Afirmar que as eleições, como a eleição presidencial norte-americana deste ano, acabam de ilustrar a despolitização quase total dos eleitores pode parecer um exagero, considerando as violentas emoções partidárias a que se assistiu, mas uma observação mais atenta rapidamente revela que tudo aquilo foi muito barulho para nada.

Como se foi tornando hábito nos últimos anos, não houve qualquer debate sobre as questões reais que afectam e condicionam o dia-a-dia dos cidadãos, nenhuma questão política séria levantada sobre a guerra ou sobre os rumos do desenvolvimento económico futuro. As discussões mais violentas foram sobre pessoas, não sobre políticas. O que prevaleceu foram as mentiras, os insultos e a confusão onde o trapalhão Trump foi acusado de ser “Hitler” enquanto os seus partidários acusavam os falcões do partido Democrata mais subordinados aos interesses empresariais e financeiros, de serem “socialistas”.

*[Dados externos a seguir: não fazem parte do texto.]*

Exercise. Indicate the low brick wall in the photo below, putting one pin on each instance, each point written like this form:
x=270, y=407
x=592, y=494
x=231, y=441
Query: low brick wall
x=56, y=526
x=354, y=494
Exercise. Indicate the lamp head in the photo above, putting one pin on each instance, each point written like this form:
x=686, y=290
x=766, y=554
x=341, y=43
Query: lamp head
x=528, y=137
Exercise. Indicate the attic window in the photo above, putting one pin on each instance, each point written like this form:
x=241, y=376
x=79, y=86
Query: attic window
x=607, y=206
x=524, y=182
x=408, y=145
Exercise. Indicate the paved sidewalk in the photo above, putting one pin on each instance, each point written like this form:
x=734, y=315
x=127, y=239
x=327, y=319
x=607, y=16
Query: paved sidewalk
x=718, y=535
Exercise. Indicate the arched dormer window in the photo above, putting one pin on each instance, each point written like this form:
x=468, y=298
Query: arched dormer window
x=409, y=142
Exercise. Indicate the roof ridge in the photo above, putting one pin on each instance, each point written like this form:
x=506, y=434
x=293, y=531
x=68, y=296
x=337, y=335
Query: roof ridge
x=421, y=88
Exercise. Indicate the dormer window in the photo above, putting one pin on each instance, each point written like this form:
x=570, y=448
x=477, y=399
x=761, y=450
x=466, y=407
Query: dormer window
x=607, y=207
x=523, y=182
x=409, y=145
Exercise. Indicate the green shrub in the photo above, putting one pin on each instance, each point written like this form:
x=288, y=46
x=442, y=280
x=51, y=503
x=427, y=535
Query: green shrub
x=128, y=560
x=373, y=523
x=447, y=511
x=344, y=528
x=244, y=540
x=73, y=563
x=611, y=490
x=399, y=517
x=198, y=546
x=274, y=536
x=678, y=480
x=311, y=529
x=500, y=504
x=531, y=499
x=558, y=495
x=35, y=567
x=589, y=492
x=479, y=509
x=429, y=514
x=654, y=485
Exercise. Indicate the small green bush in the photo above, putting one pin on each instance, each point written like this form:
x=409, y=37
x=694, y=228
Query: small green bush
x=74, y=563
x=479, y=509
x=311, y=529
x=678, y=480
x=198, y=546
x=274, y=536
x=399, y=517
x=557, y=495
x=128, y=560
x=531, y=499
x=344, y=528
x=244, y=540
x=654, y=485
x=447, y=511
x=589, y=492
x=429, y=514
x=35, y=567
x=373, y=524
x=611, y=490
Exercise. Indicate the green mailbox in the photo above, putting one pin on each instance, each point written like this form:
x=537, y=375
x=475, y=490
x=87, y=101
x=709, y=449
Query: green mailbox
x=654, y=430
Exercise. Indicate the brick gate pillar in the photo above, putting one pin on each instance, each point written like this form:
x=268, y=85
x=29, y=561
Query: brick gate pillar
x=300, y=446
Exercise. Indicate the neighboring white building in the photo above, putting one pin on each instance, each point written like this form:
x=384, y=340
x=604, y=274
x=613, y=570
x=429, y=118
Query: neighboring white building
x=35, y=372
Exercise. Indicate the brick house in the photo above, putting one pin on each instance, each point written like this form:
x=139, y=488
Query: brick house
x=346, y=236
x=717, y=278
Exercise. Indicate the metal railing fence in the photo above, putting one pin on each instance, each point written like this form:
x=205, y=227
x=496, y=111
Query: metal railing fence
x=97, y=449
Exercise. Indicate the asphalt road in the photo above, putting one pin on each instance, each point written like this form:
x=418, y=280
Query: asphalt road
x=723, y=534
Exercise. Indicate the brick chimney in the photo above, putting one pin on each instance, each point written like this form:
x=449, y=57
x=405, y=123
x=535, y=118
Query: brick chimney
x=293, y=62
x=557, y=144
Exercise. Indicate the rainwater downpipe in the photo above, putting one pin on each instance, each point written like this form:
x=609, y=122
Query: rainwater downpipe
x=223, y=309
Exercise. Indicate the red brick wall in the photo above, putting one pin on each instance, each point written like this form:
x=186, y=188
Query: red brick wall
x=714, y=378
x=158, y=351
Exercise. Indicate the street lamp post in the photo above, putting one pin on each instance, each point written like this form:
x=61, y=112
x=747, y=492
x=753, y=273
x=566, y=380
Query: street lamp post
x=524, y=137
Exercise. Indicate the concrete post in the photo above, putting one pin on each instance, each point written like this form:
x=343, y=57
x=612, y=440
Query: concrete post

As distinções políticas entre esquerda e direita, ou entre azuis e vermelhos (se nos centrarmos na lógica bipartidária da política norte-americana que tantas vezes se procura generalizar para outras realidades e outros contextos), tornaram-se mais apaixonadas à medida que se foram revelando incoerentes, distorcidas e irrelevantes, baseadas mais em preconceitos ideológicos do que em factos. Alinhamentos políticos novos e mais frutíferos poderiam ser construídos por meio do confronto com questões concretas e específicas.

É verdade que de um estudo organizado e concentrado das questões levantadas pelos planeadores de Davos, a fim de despertar uma opinião pública informada para avaliar quais as inovações técnicas que são socialmente aceitáveis e as que não são, poderia até resultar um renascimento e um fortalecimento da democracia, mas os avisos provenientes de algumas franjas mais atentas e esclarecidas não influenciarão a relação intelectual de forças.

O que era necessário é que fossem promovidos debates generalizados para estudar e aprofundar as questões propostas e desenvolver opiniões bem fundamentadas sobre objectivos e métodos de desenvolvimento futuro.

A menos que enfrentem críticas informadas e precisas, tudo o que representa Silicon Valley, os grandes conglomerados tecnológicos e os seus aliados financeiros e empresariais continuarão simplesmente a fazer tudo o que imaginam que podem fazer, sejam quais forem os efeitos sociais que não sabem nem querem avaliar.

Uma avaliação séria e verdadeiramente orientada para a defesa do interesse geral deve estabelecer distinções entre as inovações potencialmente benéficas e as indesejáveis, a fim de evitar que noções populares sejam usadas para conquistar a aceitação de todo e qualquer “avanço tecnológico”, por mais sinistro que ele seja.